Common Mistakes & Tips

• Incorrectly assuming the numerator is zero: If the numerator doesn't approach zero when the denominator does, the limit would be $\infty$ or $-\infty$, not a finite value. Always check the numerator's behavior first.
• Errors in Taylor series expansion: Ensure accuracy when expanding functions like $\sin x$, $\cos x$, $\log_e(1-x)$, and $\tan x$. Pay attention to the signs and coefficients.
• Algebraic mistakes: Be careful with combining terms after expansion, especially when dealing with coefficients and signs.
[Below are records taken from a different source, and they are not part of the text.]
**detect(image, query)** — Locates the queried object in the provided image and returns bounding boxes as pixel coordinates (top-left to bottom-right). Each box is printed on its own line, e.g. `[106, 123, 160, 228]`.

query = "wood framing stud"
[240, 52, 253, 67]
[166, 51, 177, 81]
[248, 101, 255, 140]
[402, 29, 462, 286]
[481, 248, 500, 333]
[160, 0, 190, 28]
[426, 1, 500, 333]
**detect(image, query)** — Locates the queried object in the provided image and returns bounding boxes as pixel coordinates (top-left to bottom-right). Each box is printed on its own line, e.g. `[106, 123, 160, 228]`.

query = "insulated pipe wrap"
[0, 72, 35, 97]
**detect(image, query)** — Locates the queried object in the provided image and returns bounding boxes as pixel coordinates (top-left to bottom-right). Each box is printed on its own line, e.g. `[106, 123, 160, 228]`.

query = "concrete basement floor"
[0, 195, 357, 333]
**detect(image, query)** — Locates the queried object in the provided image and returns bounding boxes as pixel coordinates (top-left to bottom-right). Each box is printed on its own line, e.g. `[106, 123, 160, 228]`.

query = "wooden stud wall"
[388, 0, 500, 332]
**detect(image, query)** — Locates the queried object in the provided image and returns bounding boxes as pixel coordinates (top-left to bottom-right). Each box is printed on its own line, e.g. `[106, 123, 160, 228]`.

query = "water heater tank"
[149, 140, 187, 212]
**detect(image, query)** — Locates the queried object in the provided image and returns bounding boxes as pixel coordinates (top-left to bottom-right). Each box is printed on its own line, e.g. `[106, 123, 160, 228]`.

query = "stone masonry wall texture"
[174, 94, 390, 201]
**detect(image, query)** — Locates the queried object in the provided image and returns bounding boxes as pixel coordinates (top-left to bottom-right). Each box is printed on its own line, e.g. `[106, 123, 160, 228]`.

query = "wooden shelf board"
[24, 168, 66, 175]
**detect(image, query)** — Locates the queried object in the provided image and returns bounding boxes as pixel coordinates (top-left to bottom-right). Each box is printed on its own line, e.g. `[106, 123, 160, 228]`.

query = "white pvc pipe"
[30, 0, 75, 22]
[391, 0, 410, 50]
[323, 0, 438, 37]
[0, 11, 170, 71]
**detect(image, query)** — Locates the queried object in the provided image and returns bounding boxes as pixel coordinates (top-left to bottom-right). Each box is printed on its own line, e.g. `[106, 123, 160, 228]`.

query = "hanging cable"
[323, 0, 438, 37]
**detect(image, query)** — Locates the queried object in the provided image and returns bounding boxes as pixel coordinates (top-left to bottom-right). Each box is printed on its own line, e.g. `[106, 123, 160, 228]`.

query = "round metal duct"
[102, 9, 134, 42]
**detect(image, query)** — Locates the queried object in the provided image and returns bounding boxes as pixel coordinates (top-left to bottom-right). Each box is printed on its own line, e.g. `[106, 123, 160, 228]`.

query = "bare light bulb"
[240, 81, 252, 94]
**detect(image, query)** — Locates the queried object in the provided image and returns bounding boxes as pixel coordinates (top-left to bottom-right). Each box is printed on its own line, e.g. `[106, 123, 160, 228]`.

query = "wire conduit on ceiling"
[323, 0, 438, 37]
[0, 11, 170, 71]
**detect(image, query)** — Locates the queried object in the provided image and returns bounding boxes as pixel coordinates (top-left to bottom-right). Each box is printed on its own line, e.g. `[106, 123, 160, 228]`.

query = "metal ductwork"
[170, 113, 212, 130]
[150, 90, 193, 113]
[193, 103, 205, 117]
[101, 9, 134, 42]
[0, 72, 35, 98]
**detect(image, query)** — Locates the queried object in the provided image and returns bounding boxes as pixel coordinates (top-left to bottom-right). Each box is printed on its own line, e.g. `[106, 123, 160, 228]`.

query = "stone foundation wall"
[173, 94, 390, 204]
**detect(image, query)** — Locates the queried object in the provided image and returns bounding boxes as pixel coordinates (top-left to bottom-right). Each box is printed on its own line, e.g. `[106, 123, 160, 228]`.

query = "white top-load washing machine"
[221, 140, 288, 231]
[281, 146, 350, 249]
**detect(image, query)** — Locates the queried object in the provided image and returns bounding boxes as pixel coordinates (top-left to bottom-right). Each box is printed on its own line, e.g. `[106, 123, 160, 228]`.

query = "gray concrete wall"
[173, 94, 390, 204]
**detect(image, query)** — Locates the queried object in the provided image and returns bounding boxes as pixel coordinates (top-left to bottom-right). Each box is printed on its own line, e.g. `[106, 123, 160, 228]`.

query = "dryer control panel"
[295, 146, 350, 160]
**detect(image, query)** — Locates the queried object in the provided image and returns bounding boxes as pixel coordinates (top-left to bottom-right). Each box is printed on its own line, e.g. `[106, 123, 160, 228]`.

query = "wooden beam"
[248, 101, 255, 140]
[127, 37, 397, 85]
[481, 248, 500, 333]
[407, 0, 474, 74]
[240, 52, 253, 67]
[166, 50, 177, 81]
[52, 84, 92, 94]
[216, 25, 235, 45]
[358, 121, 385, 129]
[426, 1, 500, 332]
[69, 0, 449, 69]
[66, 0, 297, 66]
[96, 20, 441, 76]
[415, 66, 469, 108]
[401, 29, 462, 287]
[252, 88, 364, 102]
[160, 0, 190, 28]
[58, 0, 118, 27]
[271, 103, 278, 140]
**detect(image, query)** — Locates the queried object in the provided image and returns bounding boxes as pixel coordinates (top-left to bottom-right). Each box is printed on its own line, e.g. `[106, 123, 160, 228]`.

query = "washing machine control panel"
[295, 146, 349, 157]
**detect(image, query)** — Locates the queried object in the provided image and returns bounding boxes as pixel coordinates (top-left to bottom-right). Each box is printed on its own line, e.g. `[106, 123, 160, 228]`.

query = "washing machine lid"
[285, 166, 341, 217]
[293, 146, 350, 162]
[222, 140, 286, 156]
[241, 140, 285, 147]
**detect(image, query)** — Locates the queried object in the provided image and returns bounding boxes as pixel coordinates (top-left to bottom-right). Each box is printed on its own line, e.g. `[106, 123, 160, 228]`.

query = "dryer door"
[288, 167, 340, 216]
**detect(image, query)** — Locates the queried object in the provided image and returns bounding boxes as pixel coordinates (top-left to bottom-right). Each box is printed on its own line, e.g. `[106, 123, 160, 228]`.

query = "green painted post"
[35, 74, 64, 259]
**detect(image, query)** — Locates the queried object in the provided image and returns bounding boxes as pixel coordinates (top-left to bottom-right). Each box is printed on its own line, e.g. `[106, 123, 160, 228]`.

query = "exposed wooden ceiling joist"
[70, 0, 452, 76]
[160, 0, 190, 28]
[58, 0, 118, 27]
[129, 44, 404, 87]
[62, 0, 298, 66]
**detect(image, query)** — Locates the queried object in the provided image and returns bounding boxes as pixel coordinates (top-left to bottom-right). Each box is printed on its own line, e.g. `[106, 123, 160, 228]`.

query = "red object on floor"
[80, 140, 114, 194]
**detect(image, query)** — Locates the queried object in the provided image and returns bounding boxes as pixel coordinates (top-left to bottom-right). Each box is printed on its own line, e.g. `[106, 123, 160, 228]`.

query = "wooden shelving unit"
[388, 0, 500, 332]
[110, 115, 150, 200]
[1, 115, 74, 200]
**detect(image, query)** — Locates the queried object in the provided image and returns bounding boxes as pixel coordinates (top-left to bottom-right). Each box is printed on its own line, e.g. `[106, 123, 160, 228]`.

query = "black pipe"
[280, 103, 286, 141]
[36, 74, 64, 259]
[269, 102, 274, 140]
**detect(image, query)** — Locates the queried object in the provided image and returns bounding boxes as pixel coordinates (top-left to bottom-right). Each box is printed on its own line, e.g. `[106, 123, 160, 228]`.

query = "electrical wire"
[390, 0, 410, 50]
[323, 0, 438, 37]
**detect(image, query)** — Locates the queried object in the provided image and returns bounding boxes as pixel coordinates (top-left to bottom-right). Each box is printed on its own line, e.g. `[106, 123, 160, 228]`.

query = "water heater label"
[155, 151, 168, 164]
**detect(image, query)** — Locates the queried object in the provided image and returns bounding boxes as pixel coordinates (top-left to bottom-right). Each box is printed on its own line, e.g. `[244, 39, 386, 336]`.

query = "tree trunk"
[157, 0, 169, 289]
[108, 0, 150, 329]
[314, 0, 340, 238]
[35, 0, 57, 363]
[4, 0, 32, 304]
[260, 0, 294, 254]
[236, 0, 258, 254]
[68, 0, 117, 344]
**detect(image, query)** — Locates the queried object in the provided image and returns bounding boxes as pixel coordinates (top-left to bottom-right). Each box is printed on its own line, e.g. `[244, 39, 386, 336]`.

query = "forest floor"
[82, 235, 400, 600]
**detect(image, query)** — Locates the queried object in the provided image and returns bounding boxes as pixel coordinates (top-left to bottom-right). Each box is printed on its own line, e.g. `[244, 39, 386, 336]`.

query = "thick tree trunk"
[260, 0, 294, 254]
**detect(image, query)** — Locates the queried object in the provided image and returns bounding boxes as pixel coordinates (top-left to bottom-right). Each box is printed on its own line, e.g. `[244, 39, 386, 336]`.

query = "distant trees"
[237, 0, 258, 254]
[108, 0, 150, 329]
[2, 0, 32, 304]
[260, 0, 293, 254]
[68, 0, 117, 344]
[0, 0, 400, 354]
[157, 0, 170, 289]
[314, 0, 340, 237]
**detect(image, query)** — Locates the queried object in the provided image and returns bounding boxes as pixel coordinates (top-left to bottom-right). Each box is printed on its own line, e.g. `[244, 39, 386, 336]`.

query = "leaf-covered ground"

Summary The problem requires evaluating a limit that results in an indeterminate form. We first analyze the numerator and denominator as $x \to 0$. For the limit to be finite, the numerator must also be zero, which helps us determine the value of $\beta$. Then, using Taylor series expansions for the trigonometric and logarithmic functions, we simplify the numerator and denominator. By ensuring the lowest power of $x$ in the numerator is at least that of the denominator, we find the value of $\alpha$. Finally, we re-evaluate the limit with the determined values of $\alpha$ and $\beta$ to confirm consistency and then compute the required expression $2\alpha - \beta$.

Final Answer The final answer is $\boxed{5}$.